Something else we can observe from the prompt is that along with the title, we are also adding descriptions for the preferred color scheme, and suggesting a mood and atmosphere. I am also explicitly asking Dall-E not to include the headline in the image because I am overlaying the headline on top of my image with my blog engine’s CSS styling.
Creating the Dall-E API image tool
When creating the Dall-E wrapper tool in our application, it takes an object as the initialization parameter. The TypeScript type for this parameter can take the following values:
/**
* An interface for the Dall-E API Wrapper.
*/
export interface DallEAPIWrapperParams extends ToolParams {
/**
* The OpenAI API key
*/
openAIApiKey?: string;
/**
* The model to use.
* @params "dall-e-2" | "dall-e-3"
* @default "dall-e-3"
*/
modelName?: string;
/**
* The style of the generated images. Must be one of vivid or natural.
* Vivid causes the model to lean towards generating hyper-real and dramatic images.
* Natural causes the model to produce more natural, less hyper-real looking images.
* @default "vivid"
*/
style?: "natural" | "vivid";
/**
* The quality of the image that will be generated. ‘hd’ creates images with finer
* details and greater consistency across the image.
* @default "standard"
*/
quality?: "standard" | "hd";
/**
* The number of images to generate.
* Must be between 1 and 10.
* For dall-e-3, only `n: 1` is supported.
* @default 1
*/
n?: number;
/**
* The size of the generated images.
* Must be one of 256x256, 512x512, or 1024x1024 for DALL·E-2 models.
* Must be one of 1024x1024, 1792x1024, or 1024x1792 for DALL·E-3 models.
* @default "1024x1024"
*/
size?: "256x256" | "512x512" | "1024x1024" | "1792x1024" | "1024x1792";
/**
* The format in which the generated images are returned.
* Must be one of "url" or "b64_json".
* @default "url"
*/
responseFormat?: "url" | "b64_json";
/**
* A unique identifier representing your end-user, which will help
* OpenAI to monitor and detect abuse.
*/
user?: string;
/**
* The organization to use
*/
organization?: string;
}
As we can see from the interface above, the wrapper can take values for the OPENAI_API_KEY
, the type of model, style, quality, (n) number of images, image size and response format.

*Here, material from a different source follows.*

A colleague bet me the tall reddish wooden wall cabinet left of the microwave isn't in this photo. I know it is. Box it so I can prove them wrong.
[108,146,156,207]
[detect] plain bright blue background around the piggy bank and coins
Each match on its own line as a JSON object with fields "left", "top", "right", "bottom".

If you do not supply any of these parameters, it will default to the following:
const tool = new DallEAPIWrapper({
openAIApiKey: process.env.OPENAI_API_KEY
modelName: "dall-e-3",
style: "vivid",
quality: "standard",
n: 1,
size: "1024x1024",
responseFormat: "url"
});
Generating the image
Once we have our wrapper configured, we can use the tool to generate the image be either calling the invoke
functions or the call
function. The function takes one parameter, which is the input from out prompt.
Monitor your token usage
Generating images from Dall-E takes a lot of compute resources. OpenAI recently changed the way they charge for token usage. You can not prepay for tokens.

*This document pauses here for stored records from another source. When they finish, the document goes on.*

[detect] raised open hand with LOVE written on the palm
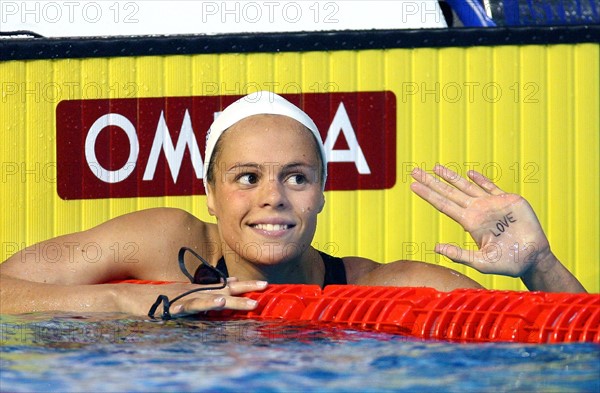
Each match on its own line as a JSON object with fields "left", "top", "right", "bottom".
{"left": 411, "top": 165, "right": 550, "bottom": 277}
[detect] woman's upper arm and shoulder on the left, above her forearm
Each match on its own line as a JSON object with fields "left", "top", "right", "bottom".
{"left": 0, "top": 208, "right": 206, "bottom": 286}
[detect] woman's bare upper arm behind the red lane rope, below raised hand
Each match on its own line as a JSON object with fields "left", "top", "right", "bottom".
{"left": 344, "top": 257, "right": 482, "bottom": 291}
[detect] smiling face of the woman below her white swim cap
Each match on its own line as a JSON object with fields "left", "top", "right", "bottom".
{"left": 208, "top": 115, "right": 324, "bottom": 264}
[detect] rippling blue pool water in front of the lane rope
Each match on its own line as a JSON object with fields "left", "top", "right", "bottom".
{"left": 0, "top": 314, "right": 600, "bottom": 392}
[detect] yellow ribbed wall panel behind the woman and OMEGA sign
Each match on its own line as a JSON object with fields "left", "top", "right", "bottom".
{"left": 0, "top": 44, "right": 600, "bottom": 292}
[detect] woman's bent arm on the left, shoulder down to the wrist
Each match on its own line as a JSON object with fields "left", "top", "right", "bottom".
{"left": 0, "top": 209, "right": 244, "bottom": 314}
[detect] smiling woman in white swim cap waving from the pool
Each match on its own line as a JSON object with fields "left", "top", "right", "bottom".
{"left": 0, "top": 92, "right": 584, "bottom": 315}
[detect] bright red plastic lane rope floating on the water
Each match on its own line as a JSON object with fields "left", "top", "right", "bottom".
{"left": 115, "top": 280, "right": 600, "bottom": 343}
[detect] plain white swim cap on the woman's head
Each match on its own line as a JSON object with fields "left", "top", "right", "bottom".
{"left": 204, "top": 91, "right": 327, "bottom": 194}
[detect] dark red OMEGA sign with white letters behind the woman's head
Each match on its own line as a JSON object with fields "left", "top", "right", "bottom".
{"left": 56, "top": 91, "right": 396, "bottom": 199}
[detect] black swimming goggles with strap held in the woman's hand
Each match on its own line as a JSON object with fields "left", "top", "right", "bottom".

Generating the image that I used for this post cost me about $0.08 US.
Conclusion
One of the powerful things about LangChain is the ability to chain these different components and tools together to create AI powered software. As we can see from the example above I was able to create image for my blog post very easily using some of the built in tools available in LangChain.